Google Loon aims to bring balloon-powered internet to everyone.
A loon is a fool but this idea is far from loony.
A trial was launched in Canterbury last week.
The scheme involved using balloons, flying at twice the altitude of commercial aircraft, which beam wireless broadband at 3G-level bandwidth (the sort of internet speed most people get from their cellphone).
Around 30 balloons have been launched as part of the trial. Collectively, they will offer broadband to a 10,000 square kilometre area.
Google spokeswoman Annie Baxter says 50 Christchurch homes have been given antennas that let them pick up a wireless broadband signal when one of the balloons is within 20kim.
Entrepreneur Charles Nimmo became the first to connect.
Ms Baxter says Google is working with the Crown-owned Research and Education Advanced Network New Zealand (or Reannz) on broadband connectivity for the project. Reannz operates the high-speed $100 million Karen network used by universities and research institutes.
“Though we use similar frequencies as normal wi-fi, we have designed Loon to work using a specialized, non-standard radio protocol — that means our radios and antennas can only receive Loon signals and they filter out ground-based wi-fi. We have to do this to achieve high bandwidth over the long distances (20+ km) involved,” Ms Baxter tells NBR. . . .
This could well be a more effective and less expensive way for rural people to get reasonable internet connections.
Apropos of rural broadband, Telecommunications Users’ Association chief executive Paul Brislen says farmers should lay fibre cable themselves.
Mr Brislen told the Otago Daily Times this week there was no reason to wait for the big telecommunications companies to do the work.
”In some respects the telcos are the very last people you want to hire to deploy a network because they pack in so much cost.
”What you want to do is hire the guys with diggers and say: ‘If you dig me a trench I’ll just lay the fibre down’.”
Fibre-optic cable is needed to handle the high data rates of fast broadband and 4G (fourth generation) cellphone services.
Mr Brislen said a group of vineyard owners in the Nelson region had laid their own fibre optic 10 years ago and in Britain a low-cost scheme called B4RN taking fibre-optic to individual farms was ”going great guns”.
”These farmers are doing it for themselves.

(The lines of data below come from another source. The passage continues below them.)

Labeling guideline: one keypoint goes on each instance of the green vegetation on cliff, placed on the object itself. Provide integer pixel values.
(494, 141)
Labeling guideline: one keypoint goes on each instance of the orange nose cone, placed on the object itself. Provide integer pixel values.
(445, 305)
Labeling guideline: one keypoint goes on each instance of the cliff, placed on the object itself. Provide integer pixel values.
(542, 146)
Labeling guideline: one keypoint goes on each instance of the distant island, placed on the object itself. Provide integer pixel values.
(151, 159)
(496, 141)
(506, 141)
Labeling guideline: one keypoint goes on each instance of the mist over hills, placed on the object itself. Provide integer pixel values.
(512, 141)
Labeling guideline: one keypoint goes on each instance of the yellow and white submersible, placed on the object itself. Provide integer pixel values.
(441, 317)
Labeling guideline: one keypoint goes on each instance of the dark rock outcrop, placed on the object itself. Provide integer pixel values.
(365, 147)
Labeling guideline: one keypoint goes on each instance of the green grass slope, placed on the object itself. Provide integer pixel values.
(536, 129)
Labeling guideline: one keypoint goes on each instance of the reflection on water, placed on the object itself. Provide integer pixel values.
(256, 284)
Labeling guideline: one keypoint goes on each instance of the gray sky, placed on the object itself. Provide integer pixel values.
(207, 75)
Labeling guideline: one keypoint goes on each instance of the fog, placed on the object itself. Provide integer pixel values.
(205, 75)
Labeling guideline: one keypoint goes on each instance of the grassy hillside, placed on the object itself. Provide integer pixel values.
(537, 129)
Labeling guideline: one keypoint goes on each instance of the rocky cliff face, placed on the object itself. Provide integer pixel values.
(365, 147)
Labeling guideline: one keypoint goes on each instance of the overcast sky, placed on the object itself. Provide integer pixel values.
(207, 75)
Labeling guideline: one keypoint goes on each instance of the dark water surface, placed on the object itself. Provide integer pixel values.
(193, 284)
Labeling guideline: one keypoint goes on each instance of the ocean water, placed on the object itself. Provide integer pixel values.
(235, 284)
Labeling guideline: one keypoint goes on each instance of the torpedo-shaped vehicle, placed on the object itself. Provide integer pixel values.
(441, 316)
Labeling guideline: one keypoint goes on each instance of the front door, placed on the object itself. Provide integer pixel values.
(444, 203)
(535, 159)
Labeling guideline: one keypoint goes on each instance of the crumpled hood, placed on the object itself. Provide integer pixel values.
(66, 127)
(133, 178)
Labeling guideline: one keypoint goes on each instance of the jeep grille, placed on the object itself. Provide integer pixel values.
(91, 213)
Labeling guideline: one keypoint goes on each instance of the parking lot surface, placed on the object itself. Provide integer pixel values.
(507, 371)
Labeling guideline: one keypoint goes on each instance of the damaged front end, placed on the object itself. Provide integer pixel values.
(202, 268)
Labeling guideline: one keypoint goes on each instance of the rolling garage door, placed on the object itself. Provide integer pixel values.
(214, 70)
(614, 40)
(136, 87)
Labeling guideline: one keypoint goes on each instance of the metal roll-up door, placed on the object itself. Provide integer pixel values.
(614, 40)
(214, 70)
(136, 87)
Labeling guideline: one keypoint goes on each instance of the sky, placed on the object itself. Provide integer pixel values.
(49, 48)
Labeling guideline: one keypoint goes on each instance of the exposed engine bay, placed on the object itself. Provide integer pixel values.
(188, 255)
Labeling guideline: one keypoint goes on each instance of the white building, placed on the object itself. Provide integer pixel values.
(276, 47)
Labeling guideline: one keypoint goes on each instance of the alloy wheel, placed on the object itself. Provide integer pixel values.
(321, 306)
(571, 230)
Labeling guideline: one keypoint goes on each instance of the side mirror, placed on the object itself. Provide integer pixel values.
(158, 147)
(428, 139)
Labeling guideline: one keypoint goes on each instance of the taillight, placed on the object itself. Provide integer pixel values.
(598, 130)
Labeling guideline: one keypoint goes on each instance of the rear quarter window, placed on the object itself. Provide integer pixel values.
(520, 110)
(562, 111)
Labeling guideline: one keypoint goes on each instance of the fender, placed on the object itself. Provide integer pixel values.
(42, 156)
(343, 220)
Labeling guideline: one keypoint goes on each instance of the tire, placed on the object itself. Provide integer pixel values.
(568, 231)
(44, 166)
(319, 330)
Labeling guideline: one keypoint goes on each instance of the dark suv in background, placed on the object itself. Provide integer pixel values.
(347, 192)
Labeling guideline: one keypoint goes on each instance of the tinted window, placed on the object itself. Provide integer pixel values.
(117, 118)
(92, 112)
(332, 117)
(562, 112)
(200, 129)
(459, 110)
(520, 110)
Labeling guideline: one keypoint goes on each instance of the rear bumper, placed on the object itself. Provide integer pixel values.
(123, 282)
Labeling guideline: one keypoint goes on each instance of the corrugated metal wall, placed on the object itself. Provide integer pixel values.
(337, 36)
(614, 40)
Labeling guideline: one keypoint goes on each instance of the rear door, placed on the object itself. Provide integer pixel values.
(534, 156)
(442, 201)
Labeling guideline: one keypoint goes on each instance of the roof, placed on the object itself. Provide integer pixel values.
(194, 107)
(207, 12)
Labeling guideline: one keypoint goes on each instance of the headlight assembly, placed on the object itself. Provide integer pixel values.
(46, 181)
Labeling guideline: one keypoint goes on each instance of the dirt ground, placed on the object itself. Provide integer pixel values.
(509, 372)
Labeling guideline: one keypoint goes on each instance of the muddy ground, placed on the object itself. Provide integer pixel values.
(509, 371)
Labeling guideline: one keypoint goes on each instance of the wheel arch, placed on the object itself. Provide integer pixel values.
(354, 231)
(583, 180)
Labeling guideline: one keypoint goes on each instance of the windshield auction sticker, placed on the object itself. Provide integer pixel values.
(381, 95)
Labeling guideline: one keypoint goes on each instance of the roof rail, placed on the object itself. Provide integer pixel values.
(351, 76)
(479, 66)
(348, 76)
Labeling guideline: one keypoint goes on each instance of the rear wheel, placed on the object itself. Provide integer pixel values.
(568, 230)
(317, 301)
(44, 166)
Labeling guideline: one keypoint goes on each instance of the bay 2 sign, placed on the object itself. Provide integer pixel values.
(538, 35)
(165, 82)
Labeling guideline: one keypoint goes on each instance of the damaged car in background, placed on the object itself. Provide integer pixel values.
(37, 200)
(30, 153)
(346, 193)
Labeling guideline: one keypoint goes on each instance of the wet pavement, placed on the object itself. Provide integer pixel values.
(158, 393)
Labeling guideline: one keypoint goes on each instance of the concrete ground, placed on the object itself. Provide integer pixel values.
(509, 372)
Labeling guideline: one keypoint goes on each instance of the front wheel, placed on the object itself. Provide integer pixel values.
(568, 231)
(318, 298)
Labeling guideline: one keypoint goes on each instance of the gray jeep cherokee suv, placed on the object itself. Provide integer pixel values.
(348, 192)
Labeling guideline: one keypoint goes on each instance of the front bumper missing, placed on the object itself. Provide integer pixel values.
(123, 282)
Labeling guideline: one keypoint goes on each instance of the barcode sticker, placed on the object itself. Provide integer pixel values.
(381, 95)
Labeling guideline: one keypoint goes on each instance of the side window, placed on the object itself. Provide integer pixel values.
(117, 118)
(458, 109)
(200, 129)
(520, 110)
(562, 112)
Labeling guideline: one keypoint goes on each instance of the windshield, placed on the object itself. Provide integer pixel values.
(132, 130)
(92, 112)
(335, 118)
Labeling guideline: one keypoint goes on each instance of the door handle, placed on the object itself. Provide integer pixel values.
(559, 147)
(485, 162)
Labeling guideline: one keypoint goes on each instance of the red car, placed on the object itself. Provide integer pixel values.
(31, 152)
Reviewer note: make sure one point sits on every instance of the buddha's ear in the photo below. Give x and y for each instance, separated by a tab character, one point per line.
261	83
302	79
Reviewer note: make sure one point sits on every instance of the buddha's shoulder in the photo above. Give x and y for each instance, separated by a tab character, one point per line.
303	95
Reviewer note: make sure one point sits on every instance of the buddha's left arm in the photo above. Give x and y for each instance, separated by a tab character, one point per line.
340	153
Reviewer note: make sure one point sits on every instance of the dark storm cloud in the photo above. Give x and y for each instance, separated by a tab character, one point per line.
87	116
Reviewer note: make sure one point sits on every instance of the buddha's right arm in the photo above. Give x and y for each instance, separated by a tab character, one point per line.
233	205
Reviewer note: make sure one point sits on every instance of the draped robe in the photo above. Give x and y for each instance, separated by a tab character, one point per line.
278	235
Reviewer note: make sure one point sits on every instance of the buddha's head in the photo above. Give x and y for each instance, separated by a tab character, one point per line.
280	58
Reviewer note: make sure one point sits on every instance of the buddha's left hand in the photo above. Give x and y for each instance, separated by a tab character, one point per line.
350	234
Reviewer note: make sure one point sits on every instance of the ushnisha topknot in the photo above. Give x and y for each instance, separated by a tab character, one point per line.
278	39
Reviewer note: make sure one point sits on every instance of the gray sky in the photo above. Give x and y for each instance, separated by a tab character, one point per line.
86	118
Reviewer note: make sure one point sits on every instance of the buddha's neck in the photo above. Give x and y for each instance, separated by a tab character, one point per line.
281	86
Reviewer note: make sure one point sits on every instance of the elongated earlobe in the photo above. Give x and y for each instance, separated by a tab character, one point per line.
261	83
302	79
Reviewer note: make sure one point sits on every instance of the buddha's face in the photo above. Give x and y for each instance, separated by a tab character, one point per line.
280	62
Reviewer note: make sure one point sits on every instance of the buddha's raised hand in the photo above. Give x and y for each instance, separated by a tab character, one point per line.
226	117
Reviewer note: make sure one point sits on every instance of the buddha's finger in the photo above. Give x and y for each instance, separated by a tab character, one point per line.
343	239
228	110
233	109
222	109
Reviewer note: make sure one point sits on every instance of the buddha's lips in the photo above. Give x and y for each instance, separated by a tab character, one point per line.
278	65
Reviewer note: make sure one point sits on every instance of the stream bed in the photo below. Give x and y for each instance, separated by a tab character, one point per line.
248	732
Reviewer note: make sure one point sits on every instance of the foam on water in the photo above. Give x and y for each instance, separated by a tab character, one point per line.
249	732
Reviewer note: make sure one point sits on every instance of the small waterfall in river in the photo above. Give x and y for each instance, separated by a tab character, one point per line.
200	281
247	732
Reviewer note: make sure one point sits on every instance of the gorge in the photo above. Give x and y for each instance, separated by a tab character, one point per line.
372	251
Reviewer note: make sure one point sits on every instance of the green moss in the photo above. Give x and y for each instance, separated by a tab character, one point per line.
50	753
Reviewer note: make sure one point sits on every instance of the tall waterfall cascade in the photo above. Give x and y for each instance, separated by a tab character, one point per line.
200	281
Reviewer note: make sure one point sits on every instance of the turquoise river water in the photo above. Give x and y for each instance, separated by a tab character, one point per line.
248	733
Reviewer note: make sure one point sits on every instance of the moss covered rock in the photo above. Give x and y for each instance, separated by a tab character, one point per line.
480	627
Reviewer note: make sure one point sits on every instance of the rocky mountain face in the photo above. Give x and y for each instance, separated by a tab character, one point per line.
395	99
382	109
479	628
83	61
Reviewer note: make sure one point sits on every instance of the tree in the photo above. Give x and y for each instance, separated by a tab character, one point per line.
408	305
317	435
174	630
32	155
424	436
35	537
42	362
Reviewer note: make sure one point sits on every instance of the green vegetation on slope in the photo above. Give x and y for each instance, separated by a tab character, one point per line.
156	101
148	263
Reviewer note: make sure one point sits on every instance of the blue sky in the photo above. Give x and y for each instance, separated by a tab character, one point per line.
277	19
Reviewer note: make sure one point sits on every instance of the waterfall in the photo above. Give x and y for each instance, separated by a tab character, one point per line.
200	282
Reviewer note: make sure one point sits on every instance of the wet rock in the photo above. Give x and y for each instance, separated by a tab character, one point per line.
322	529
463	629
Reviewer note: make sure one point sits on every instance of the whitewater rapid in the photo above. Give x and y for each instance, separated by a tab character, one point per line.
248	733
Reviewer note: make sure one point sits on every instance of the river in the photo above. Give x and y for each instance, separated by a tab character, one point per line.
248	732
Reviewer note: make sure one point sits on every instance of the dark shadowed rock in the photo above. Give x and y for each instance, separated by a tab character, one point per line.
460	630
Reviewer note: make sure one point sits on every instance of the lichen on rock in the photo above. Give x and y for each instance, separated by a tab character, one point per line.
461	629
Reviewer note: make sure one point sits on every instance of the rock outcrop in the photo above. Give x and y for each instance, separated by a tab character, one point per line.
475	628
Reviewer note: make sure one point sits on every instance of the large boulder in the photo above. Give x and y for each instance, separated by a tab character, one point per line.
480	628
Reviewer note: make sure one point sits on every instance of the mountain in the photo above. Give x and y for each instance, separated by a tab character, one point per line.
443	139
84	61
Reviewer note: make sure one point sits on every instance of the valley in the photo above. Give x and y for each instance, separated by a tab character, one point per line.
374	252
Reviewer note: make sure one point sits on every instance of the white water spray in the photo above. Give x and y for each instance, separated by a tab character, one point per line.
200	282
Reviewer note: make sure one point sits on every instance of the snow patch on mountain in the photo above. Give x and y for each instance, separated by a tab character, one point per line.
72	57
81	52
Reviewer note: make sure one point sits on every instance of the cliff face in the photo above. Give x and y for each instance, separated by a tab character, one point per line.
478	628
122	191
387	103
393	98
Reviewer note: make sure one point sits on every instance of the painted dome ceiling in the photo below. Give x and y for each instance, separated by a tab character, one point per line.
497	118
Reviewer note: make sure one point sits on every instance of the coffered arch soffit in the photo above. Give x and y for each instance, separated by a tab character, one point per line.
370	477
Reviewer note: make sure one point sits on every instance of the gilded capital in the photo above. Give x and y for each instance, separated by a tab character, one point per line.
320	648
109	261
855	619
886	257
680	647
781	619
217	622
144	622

They got sick and tired of waiting for British Telecom to do it.” . . .
Mr Brislen said the fibre-optic cable itself was ”really cheap”.
”It’s literally worthless because it’s just plastic.”
Mr Brislen said a cable run to farms or a community needed a ”tail-back” to one of dozens of ”points of presence” on the fibre network.
”So if you can reach one of those with your fibre, then build your own.
”As long as you have got consent to lay the thing, you are off and running.
”Farmers are much better at digging trenches than phone companies.”
Unless you’re on a main road or one that goes to a school it could be years before fibre gets to many rural properties, if it comes at all.
Laying the cable yourself or using the Loon could bring better broadband much sooner.